Nous étions repassés à l’appartement. « Là on part en pause déjeuner mais d’ici deux heures ça sera bon, il n’y a plus que le ménage à faire. » La petite terrasse à deux coins de rue nous tendait les bras ; de là on voyait l’hôtel où j’avais hâte de prendre mes fonctions ; on voyait la plage ; on voyait un peu plus loin ma rue. Après déjeuner, en dégustant notre café, on a ri parce que Gabe essayait de me parler mais la sirène d’un camion de pompiers qui passait couvrait sa voix. « Tu parles d’une villégiature, c’est plus bruyant qu’à Lyon ici ! » s’était-il esclaffé.

Le camion avait enfilé ma rue et nous avons tourné la tête pour guetter sa disparition et reprendre notre conversation. C’est là que nous avons vu la fumée dense et noire, le camion qui s’arrêtait, les pompiers déroulant la lance à incendie, l’attroupement qui commençait à se former. Nous avons payé en vitesse, couru jusqu’à l’immeuble.

L’appartement était dévasté. Les ouvriers arrivés eux aussi au pas de course, essoufflés, pâles. « Ça ne fait même pas une demi-heure qu’on est partis, c’est pas possible », répétait l’un d’eux en boucle, « c’est pas possible. » Les pompiers ont rapidement maîtrisé l’incendie.
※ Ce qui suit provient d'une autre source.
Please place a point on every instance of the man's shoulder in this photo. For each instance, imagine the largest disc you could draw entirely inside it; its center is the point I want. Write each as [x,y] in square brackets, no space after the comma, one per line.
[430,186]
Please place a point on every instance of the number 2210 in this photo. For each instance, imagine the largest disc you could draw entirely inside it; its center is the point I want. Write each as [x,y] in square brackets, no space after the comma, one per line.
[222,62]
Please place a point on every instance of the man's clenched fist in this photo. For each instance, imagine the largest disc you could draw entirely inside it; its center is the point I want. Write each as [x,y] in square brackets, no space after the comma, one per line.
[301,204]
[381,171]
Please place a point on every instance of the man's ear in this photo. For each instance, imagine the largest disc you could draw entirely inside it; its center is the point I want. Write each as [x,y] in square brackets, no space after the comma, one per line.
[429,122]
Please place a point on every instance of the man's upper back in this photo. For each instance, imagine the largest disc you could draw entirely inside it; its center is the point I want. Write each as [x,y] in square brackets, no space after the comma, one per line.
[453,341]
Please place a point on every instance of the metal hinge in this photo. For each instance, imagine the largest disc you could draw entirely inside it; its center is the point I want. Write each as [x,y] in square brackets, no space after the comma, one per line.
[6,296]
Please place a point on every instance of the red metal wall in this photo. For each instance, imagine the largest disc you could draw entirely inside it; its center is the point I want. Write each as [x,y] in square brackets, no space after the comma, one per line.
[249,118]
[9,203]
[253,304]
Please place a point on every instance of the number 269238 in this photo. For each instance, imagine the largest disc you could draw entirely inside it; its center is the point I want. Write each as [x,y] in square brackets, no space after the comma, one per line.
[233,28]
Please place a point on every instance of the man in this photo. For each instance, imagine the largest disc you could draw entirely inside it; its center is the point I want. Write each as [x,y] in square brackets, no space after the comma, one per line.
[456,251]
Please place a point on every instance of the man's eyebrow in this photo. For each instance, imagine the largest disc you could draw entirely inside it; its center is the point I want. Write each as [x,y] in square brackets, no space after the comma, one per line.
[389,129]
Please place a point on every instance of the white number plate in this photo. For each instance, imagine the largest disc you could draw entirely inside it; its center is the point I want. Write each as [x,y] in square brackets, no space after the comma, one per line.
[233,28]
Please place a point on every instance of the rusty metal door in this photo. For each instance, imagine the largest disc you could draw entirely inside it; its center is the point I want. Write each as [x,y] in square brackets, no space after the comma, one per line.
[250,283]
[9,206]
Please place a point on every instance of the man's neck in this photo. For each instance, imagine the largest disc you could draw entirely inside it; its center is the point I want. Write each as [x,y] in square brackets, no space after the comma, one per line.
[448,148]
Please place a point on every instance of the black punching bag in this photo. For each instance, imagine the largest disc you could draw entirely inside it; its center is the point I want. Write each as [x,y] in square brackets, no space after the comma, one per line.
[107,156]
Tout baignait dans quelques centimètres d’eau, ce qui n’avait pas brûlé était totalement détrempé. Une odeur âcre, reconnaissable même quand on ne l’a jamais connue. Gabriel m’a prise par les épaules et m’a fait assoir au bord du trottoir. « Respire. » « C’est rien, c’est que des objets, personne n’est blessé. C’est rien, je suis là, Crevette. »

Perdus à jamais mon journal intime que je tenais depuis mes onze ans, les photos arrachées à ma mère à force de négociations, ma robe qui-répare-tout-quand-tu-la-mets, le collier de pâte à sel peinte exactement semblable à celui de mon amie d’enfance qu’on avait faits une soirée bruissant de nos chuchotements pour ne pas réveiller les parents, le stylo-plume porte-bonheur de ma lettre de motivation, le calot « Big Cheffe » offert par Gabe, repoussant mes objections (puisque je te dis que ça n’est PAS une formation de cuisinière ! – M’en fous, t’es la cheffe quand même) d’un revers de main. Rien, il ne me restait rien.
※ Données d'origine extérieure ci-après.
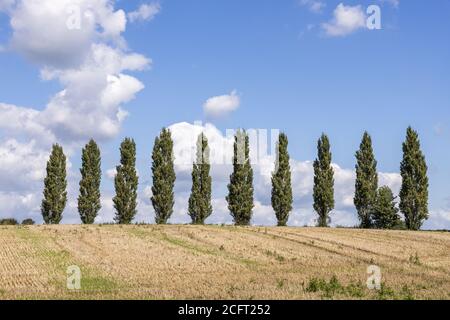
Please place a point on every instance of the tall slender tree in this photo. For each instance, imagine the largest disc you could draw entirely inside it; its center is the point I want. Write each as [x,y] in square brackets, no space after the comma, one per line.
[414,190]
[366,184]
[126,183]
[240,188]
[323,193]
[200,206]
[163,177]
[91,174]
[385,211]
[281,182]
[55,184]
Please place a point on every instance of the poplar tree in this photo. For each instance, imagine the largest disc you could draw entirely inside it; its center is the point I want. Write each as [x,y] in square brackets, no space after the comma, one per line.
[281,182]
[323,192]
[55,184]
[163,177]
[366,184]
[200,207]
[384,210]
[126,183]
[240,188]
[91,173]
[414,190]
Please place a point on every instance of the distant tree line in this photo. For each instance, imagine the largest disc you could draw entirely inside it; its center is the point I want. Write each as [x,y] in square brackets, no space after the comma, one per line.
[376,206]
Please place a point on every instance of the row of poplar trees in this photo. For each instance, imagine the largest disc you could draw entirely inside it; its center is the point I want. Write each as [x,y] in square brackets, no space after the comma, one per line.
[376,207]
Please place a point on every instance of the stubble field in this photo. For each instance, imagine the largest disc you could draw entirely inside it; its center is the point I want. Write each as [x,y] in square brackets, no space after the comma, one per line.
[221,262]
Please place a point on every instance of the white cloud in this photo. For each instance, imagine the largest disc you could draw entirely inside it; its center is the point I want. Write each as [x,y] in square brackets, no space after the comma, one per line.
[185,137]
[222,105]
[346,20]
[6,5]
[145,12]
[313,5]
[394,3]
[91,64]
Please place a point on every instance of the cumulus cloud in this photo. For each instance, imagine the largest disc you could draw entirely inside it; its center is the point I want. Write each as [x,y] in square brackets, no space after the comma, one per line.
[313,5]
[394,3]
[346,20]
[221,146]
[220,106]
[145,12]
[79,44]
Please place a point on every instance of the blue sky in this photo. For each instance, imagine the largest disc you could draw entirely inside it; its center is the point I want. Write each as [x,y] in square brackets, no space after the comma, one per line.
[288,73]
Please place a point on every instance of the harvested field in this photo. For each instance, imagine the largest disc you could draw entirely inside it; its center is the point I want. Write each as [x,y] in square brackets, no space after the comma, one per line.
[221,262]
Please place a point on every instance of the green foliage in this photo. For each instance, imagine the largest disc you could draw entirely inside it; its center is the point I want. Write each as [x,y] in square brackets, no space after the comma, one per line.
[240,188]
[28,222]
[414,190]
[385,212]
[200,206]
[55,184]
[126,183]
[333,287]
[163,177]
[8,222]
[366,184]
[89,198]
[323,192]
[281,182]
J’ai pourtant passé là les quatre meilleures années de ma vie, patrons adorables, hiérarchie respectueuse, clients sans prétention. Je suis même restée dans le logement provisoire offert par les patrons après l’incendie toute la durée de mon poste et j’ai regretté qu’ils partent en retraite sans repreneur.
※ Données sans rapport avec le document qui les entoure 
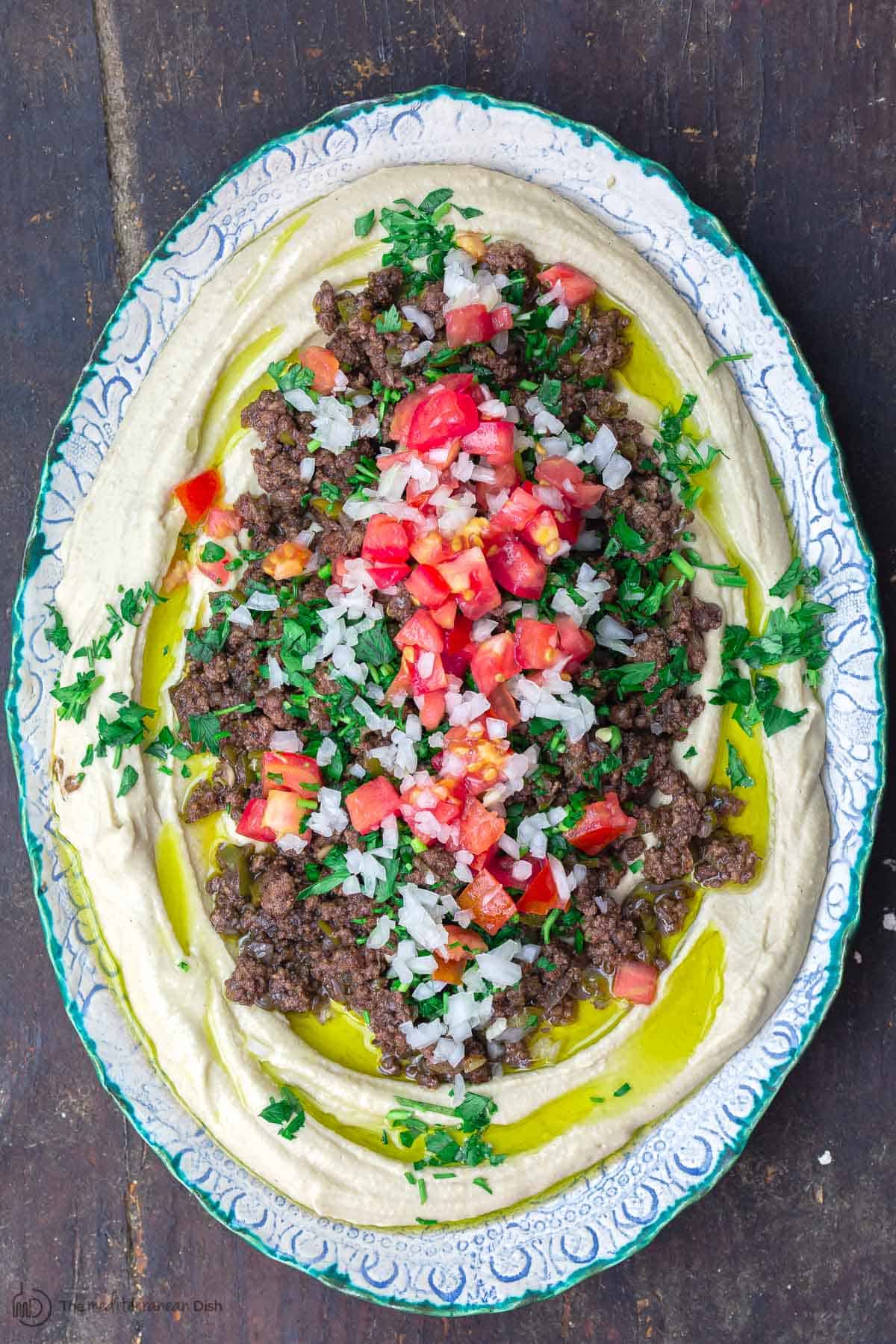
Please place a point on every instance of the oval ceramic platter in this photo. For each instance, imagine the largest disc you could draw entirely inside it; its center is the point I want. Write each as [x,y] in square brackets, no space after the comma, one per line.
[615,1209]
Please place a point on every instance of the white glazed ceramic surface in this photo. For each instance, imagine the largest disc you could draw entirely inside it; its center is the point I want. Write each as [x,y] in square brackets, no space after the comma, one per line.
[615,1210]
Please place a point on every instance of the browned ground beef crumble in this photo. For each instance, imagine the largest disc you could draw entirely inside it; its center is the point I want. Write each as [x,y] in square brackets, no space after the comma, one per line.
[297,956]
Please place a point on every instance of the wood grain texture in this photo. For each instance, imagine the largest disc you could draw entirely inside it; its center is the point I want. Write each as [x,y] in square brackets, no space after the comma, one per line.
[778,117]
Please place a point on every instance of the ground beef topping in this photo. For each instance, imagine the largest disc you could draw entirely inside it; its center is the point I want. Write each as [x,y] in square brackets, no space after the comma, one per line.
[450,691]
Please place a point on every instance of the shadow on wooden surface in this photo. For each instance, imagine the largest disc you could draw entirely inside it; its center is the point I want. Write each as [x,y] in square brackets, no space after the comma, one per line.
[781,120]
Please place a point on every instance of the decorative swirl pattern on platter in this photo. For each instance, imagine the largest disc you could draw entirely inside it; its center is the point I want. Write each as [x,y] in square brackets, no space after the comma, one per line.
[612,1211]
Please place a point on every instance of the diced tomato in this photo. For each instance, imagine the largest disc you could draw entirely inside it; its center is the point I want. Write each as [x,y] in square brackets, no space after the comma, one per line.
[432,709]
[458,647]
[445,615]
[252,824]
[504,706]
[635,981]
[370,806]
[324,366]
[480,828]
[568,526]
[541,893]
[543,531]
[517,569]
[516,512]
[176,576]
[494,662]
[199,494]
[215,571]
[570,480]
[469,578]
[403,414]
[425,682]
[501,319]
[388,576]
[430,549]
[536,643]
[501,867]
[421,632]
[462,944]
[290,771]
[576,287]
[460,383]
[489,902]
[285,812]
[440,417]
[491,438]
[601,826]
[467,326]
[287,562]
[426,586]
[222,522]
[574,641]
[386,541]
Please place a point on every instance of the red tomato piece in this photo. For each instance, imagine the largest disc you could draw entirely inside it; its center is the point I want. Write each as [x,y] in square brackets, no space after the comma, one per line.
[370,806]
[635,981]
[222,522]
[501,867]
[576,287]
[516,512]
[440,417]
[426,586]
[252,823]
[403,414]
[480,828]
[504,706]
[421,632]
[388,576]
[574,641]
[386,541]
[517,569]
[601,826]
[491,438]
[324,366]
[467,326]
[458,647]
[445,615]
[215,571]
[536,643]
[489,902]
[570,480]
[290,771]
[469,578]
[494,662]
[430,549]
[285,812]
[541,893]
[432,709]
[425,682]
[287,562]
[504,477]
[199,494]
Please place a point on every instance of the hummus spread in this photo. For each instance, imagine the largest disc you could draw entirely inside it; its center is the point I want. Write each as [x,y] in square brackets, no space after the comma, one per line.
[618,1063]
Mais depuis, je vérifie les dispositifs anti-feu partout où je travaille, je contrôle la présence de détecteurs et le bon fonctionnement de l’alarme que ce soit ou non dans mes attributions et j’ai fait vérifier le circuit électrique par un expert indépendant en plus des contrôles obligatoires. Et une partie des mansardes peut servir à accueillir du personnel. Au cas où.